Schon am nächsten Morgen machten sich die beiden auf den Weg. Damit sie das schwere Floß nicht aus dem Moorsee in den Klammbachsee hinüberzuschaffen brauchten, band Peter aus vier trockenen Stämmen seines Holzvorrates ein neues Floß, das als ständiges Fahrzeug für das Außenwasser in der Triftbucht ankern sollte, während das erste Floß im Innenwasser blieb. Er fuhr mit Eva zum Sonnstein hinüber, ließ sie in den Wohnhöhlen warten und ging allein in das Berginnere, um eine Rehhaut voll Salz zu holen.

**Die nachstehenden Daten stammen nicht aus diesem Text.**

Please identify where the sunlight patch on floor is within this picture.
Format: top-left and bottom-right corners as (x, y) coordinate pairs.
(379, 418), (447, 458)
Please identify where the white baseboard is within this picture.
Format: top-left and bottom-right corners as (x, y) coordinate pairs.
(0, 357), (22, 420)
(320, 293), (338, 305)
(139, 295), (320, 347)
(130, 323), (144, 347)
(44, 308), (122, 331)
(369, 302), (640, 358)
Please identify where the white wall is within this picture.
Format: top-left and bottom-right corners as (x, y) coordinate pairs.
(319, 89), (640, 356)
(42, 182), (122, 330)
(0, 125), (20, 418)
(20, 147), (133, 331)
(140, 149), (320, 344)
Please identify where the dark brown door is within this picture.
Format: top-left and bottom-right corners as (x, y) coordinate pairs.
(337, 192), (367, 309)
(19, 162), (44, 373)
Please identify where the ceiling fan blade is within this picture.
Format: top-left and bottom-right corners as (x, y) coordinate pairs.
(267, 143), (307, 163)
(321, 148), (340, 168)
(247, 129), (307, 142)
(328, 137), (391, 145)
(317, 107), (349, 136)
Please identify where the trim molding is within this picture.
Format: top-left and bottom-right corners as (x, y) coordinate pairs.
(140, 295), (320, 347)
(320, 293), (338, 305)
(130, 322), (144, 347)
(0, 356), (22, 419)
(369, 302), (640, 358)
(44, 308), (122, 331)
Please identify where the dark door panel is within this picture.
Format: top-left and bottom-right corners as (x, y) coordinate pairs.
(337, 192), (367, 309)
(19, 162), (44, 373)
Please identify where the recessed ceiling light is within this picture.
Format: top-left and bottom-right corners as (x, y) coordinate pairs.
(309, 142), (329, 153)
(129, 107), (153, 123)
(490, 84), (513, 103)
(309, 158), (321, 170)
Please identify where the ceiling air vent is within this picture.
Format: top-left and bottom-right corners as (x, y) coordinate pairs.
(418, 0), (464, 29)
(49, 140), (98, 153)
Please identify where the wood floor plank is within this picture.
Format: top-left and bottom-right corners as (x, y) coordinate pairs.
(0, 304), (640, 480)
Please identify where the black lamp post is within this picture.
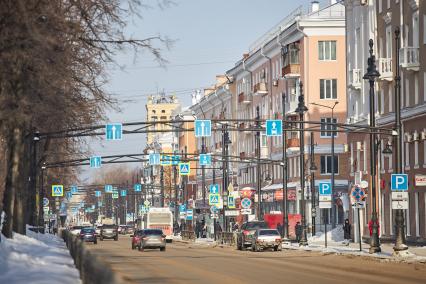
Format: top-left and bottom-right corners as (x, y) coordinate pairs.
(296, 82), (308, 246)
(363, 39), (381, 253)
(387, 27), (408, 254)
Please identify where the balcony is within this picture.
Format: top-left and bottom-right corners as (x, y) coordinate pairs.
(379, 58), (393, 81)
(238, 92), (253, 104)
(287, 138), (299, 148)
(350, 69), (362, 89)
(281, 64), (300, 78)
(399, 46), (420, 71)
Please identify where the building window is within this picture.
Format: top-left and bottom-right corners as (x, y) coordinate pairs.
(318, 40), (336, 61)
(321, 155), (339, 175)
(320, 79), (337, 99)
(321, 117), (337, 138)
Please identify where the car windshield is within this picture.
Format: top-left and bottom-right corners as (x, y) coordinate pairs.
(246, 222), (268, 230)
(143, 230), (163, 235)
(259, 230), (280, 236)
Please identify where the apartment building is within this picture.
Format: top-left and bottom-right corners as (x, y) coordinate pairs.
(227, 1), (349, 226)
(345, 0), (426, 242)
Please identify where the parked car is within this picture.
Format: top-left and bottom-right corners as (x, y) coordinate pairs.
(99, 225), (118, 241)
(138, 229), (166, 251)
(80, 227), (98, 245)
(251, 229), (282, 251)
(130, 230), (143, 249)
(237, 221), (269, 250)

Eva kniete vor dem Sonnenbild und den Ahnengestalten und gelobte, für ihre Genesung die Goldkörner zu opfern, die sie aus der Asche ihrer Brandstätte hervorholen wollte. Ihr Vertrauen auf die Wirkung des Gelübdes war so groß, daß sie sich auf dem Heimweg schon kräftig genug fühlte, Peter zu helfen, der außer dem Salz den Hirschschädel sowie den Bären- und den Bockschädel mitnahm. Eva nahm die Bildstöcke der Ahnen, sie sollten in der Nähe der Feuerstelle in ihrer Pfahlhütte einen neuen Ehrenplatz finden. Während sie andächtig das tönerne Bildnis der Ahnl betrachtete, dessen tröstlichen Anblick sie lange entbehrt hatte, bat sie die Verstorbene um Rat, was sie tun solle, um wieder kräftig und gesund zu werden. Als ihr dabei der Gedanke kam, in den ledernen Schlagbeutel Wasser und Schafgarbenblüten zu tun und einen erhitzten Stein hineinzulegen, um so einen Heiltrank zu bekommen, nahm sie an, Gott und der Geist der Ahnl hätten ihr dies geraten. Sie kochte sich also im Ledergefäß den würzigen Trank und schlürfte ihn warm. Und wirklich — ihr wurde besser, und nun glaubte sie erst recht an eine übernatürliche Hilfe.